Instytut badawczy Opinium zapytał na zlecenie firmy specjalizującej się w narzędziach informatycznych dla turystyki, Amadeusa, tysiąc podróżnych z Francji, Niemiec, Malezji, Wielkiej Brytanii i Stanów Zjednoczonych o gotowość zarezerwowania biletu lotniczego – pisze niemiecki portal branży turystycznej Reisevor9.
81 procent, mówi, że zwiększone ryzyko odwołania wyjazdu jest przeszkodą przy podejmowaniu decyzji o rezerwacji. Wśród respondentów z Niemiec ten problem wskazało 75 procent pytanych. 46 procent potencjalnych turystów nie ma też pewności, czy w razie odwołania lotu otrzyma zwrot pieniędzy, a 38 procent obawia się, że na tym polu mogą pojawić się problemy. Teraz w całej branży lotniczej obowiązuje zasada, że za bilet trzeba zapłacić w momencie jego rezerwowania.

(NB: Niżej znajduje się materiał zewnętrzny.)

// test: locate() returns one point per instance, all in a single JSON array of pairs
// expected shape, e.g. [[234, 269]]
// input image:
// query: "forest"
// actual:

CZYTAJ TEŻ: Oderwij się! Branża lotnicza przekonuje, że latanie jest bezpieczne
Z ankiety wynika, że wiele osób chciałoby zapłacić za lot później – zamawiając wpłaciliby niewielką zaliczkę, a resztę dopłacili tuż przed rozpoczęciem podróży. Wariant „pay when you fly” (z angielskiego płać, kiedy lecisz) poprawiłby zaufanie do branży i zwiększył jej przychody. I tak na przykład 67 procent pytanych z Niemiec jest przekonanych, że za taką możliwość trzeba by więcej zapłacić, wśród wszystkich uczestników ankiety 36 procent zadeklarowało, że jest gotowe taki koszt ponieść.

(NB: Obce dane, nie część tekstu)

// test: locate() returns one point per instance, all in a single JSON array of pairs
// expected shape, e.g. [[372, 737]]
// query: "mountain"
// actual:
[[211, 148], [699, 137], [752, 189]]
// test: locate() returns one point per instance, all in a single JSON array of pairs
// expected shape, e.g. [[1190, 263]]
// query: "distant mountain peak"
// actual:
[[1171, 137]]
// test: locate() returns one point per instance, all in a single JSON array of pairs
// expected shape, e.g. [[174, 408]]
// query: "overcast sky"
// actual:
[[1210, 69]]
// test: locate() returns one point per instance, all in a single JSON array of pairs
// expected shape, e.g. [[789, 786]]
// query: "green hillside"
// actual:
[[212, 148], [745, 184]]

Takie produkty wprowadza do oferty coraz więcej linii lotniczych. Na przykład British Airways ma taryfę „pay when you fly”, ale można z niej skorzystać tylko kupując pakiet łączący przelot z dodatkową usługą, na przykład z noclegiem w hotelu lub wynajęciem samochodu. Lufthansa oferuje z kolei taką możliwość firmom.